Belgaric, doublure des seconds rôles à l’Odéon, était le fils d’un chef de bureau du ministère des finances, qui n’avait jamais pu comprendre comment s’était déclarée la vocation de son fils pour le théâtre. Après avoir terminé ses études, ce dernier s’était engagé un beau matin dans une troupe d’acteurs de province et on ne l’avait plus revu.

Après trois ou quatre années de cabotinage consciencieusement accomplies, il était revenu acteur de troisième ordre à Paris, où il maudissait l’injustiee du parterre et l’ineptie des directeurs de théâtres.

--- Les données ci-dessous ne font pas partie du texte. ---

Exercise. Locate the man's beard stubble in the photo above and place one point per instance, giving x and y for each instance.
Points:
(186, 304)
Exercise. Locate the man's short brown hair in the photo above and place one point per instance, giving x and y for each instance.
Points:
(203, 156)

Ce qui rendait Belgaric assez amusant, c’est qu’avec une vie débraillée et les habitudes de sa profession, il posait, suivant le mot de ses camarades, pour les choses de la conscience, de la morale et du devoir.

Gédéon Mathieu, petit homme d’une quarantaine d’années, un peu voûté, grisonnant, à la voix éraillée et perçante, à l’œil émerillonné, était un médecin spécialiste que son goût pour les plaisirs et pour les fantaisies de la vie parisienne avait voué depuis longtemps à l’impénitence finale de la vie de bohême. Dès qu’il avait gagné quelques louis, il les dépensait immédiatement à un bon dîner ou à une aventure de hasard. On ne lui connaissait pas de domicile certain ; il recevait ses clients chez l’un ou l’autre de ses amis, faisait des affaires médicales de compte à demi tantôt avec l’un, tantôt avec l’autre de ses confrères, parcourait le même monde interlope que du Clocher, et trouvait toujours le moyen de dîner en ville.